Same as annot_args but only for the source side of the network connections.

annot_args_targetdict,None

Same as annot_args but only for the target side of the network connections.

only_directedbool

Use only the directed interactions.

only_undirectedbool

Use only the undirected interactions. Specifically for retrieving and counting the interactions without direction information.

undirected_orientationstr,None

Ignore the direction at all interactions and make sure all of them have a uniform orientation. If id, all interactions will be oriented by the identifiers of the partenrs; if category, the interactions will be oriented by the categories of the partners.

only_effectint,None

Use only the interactions with this effect. Either -1 or 1.

only_signedbool

Use only the interactions with effect sign.

only_proteinsbool

Use only the interactions where each of the partners is a protein (i.e. not complex, miRNA, small molecule or other kind of entity).

transmitter_receiverbool

On the source side only transmitters, on the target side only receivers.

only_genericbool

Use only the generic classes. If specific classes allowed the size of the combined data frame might be huge.

only_compositebool

Use only the composite classes. If resource_specific classes allowed the size of the combined data frame might be huge.

only_functionalbool

Use only the functional classes. Locational classes are often not relevant and they largely increase the size of the combined data frame.

exclude_intracellularbool

Remove the intracellular parent class and it’s children. These classes are not relevant in intercellular signaling and having them largely increases the size of the combined data frame.

populate_classes(update=False)§

Creates a classification of proteins according to the custom annotation definitions.

populate_scores()§

Creates the consensus score dictionaries based on the number of resources annotating an entity for each composite category.

process_annot(classdef)§

Processes an annotation definition and returns a set of identifiers.

quality_check_table(path=None, fmt='tsv', only_swissprot=True, top=None, **kwargs)§

Exports a table in tsv format for quality check and browsing purposes. Each protein represented in one row of this table with basic data from UniProt and the list of annotation categories from this database.

Parameters:
  • path (str) – Path for the exported file.

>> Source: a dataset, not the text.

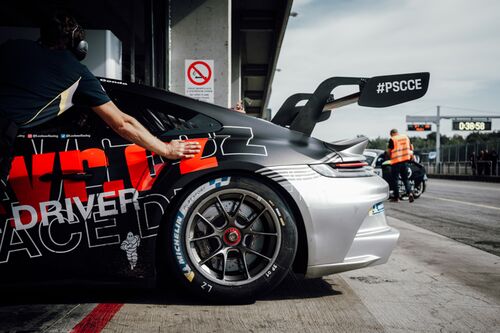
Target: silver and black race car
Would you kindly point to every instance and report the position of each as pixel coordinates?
(262, 199)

  • fmt (str) – Format: either tsv or latex.

register_network(network)§

Sets network as the default network dataset for the instance. All methods afterwards will use this network. Also it discards the interclass network data frame if it present to make sure future queries will address the network registered here.

reload()[source]§

Reloads the object from the module level.

resources_in_category(key)§

Returns a list of resources contributing to the definition of a category.

select(definition, parent=None, resource=None, entity_type=None, **kwargs)§

Retrieves a class by its name or definition. The definition can be a class name (string) or a set of entities, or an AnnotDef object defining the contents based on original resources or an AnnotOp which defines the contents as an operation over other definitions.

set_interclass_network_df(**kwargs)§

Creates a data frame of the whole inter-class network and keeps it assigned to the instance in order to make subsequent queries faster.

show(name, parent=None, resource=None, **kwargs)§

Same as select but prints a table to the console with basic information from the UniProt datasheets.

update_parents()§

Creates a dict :py:attr:children with parent class names as keys and sets of children class keys as values. Also a dict :py:attr:parents with children class keys as keys and parent class keys as values.